Bitcoin Crash CFN

  • BTC realized losses reached $722M as selling pressure persisted while prices retreated from recent highs near $115,000.

  • Loss surges nearing $1B in 2024 and early 2025 created a pattern that framed the latest decline, according to Darkfost.

  • BTC traded between $35K and $125K as volatility rose and long-term holders maintained selling through key support zones.

Bitcoin’s market pressure deepened this week as realized losses rose sharply, according to Darkfost. Darkfost said net realized losses averaged $722 million over the past week, with the figure still rising as sellers dominated trading flows. 

This increase emerged while BTC continued its retreat from recent highs near $115,000, pushing the asset toward the $90,000–$95,000 range. The data also showed that similar loss spikes occurred before previous corrections ended, although the current structure remains complex as selling from long-term holders persisted.

Rising Losses Align With Heavy Market Volatility

This rising pressure followed repeated loss surges through 2024 and 2025, which created sharp shifts in market behavior. Notably, mid-2024 saw losses surpass $500 million as BTC dropped from about $70,000 to $60,000. 

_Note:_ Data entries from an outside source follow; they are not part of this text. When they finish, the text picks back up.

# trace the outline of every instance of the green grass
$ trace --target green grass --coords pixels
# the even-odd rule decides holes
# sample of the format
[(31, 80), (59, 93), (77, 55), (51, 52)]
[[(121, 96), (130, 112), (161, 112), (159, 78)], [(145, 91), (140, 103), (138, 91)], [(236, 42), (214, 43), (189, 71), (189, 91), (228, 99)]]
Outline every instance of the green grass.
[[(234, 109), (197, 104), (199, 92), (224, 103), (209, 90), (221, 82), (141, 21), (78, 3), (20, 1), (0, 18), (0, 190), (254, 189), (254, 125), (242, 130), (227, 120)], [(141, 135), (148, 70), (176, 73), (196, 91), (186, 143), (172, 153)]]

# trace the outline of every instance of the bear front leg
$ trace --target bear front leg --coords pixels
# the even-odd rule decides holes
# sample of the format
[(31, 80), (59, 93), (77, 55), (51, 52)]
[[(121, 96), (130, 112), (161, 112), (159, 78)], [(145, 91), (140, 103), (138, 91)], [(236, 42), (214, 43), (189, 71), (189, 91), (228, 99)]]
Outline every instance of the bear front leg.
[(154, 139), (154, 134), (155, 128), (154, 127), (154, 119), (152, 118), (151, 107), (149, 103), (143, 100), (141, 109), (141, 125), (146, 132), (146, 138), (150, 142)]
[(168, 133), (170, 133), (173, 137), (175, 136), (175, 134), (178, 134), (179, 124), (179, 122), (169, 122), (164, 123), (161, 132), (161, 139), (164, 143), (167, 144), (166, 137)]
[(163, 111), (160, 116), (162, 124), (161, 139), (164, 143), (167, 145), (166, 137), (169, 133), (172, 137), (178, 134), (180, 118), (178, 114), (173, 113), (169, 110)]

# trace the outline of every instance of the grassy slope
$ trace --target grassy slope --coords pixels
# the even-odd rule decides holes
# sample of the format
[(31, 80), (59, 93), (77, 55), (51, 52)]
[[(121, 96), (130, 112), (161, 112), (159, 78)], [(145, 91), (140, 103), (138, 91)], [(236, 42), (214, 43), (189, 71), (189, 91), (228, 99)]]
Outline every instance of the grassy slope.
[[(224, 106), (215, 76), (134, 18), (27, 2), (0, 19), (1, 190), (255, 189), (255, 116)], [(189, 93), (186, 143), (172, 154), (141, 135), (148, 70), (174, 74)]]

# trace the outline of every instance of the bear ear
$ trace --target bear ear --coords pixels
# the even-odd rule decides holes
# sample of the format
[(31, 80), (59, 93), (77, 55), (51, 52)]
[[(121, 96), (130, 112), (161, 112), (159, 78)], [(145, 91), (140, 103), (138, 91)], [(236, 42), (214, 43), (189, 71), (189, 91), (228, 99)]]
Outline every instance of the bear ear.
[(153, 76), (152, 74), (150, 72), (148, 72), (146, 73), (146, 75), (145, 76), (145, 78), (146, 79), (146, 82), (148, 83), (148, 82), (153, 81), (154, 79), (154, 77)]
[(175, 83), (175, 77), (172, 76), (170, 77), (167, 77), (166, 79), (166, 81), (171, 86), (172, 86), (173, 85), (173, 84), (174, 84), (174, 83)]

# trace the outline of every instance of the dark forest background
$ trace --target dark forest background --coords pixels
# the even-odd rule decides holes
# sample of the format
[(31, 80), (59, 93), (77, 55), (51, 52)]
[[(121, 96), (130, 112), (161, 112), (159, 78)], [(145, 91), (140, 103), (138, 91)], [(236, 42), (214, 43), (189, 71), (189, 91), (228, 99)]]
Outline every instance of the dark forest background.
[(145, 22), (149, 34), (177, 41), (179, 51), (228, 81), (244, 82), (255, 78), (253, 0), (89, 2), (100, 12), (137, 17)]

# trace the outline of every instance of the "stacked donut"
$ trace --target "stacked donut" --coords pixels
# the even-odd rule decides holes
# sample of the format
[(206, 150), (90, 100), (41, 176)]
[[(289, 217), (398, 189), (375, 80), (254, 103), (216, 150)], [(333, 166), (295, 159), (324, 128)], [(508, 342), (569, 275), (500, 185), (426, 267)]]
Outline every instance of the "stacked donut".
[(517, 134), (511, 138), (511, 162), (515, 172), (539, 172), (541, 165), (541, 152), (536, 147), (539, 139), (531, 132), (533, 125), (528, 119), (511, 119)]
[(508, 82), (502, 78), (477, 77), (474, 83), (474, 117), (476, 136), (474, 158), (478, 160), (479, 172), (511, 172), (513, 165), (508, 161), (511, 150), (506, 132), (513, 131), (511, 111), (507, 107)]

This initial wave set the tone for later moves. However, the next major surge arrived in late 2024 when losses neared $1 billion during a correction from roughly $95,000. 

Source: Darkfost on X

These events shaped a pattern that continued into early 2025, when realized losses again approached $1 billion while BTC fell from nearly $110,000. This sequence provides context for the recent $722.7 million figure, which emerged during another pullback from about $115,000.

BTC Price Swings Add Pressure as Selling Continues

BTC’s broader price path reflected wide fluctuations between $35,000 and $125,000 over the observed period. These swings appeared alongside steep realized loss events that coincided with major corrections or local tops. 

The latest decline extended this behavior as liquidity entered the market while long-term holders continued selling. This combination kept pressure elevated and limited signs of stabilization. Darkfost noted that the current structure resembled previous two-step capitulation phases, though he said conditions still looked complicated as losses kept rising.

Market Structure Remains Fragile at Critical Levels

This fragility influenced expectations for the coming weeks as BTC tested key support levels. Notably, the balance continued to favor sellers despite increased liquidity. Darkfost said realized losses still climbed without clear easing from long-term holders. 

This dynamic raised the importance of tracking loss behavior as BTC moved under the $100,000–$110,000 zone. Each surge historically emerged near late-stage corrections, though current readings showed no firm reversal. 

He added that vigilance would remain essential over the next two to three weeks as the market gauged whether the ongoing structure repeated earlier patterns.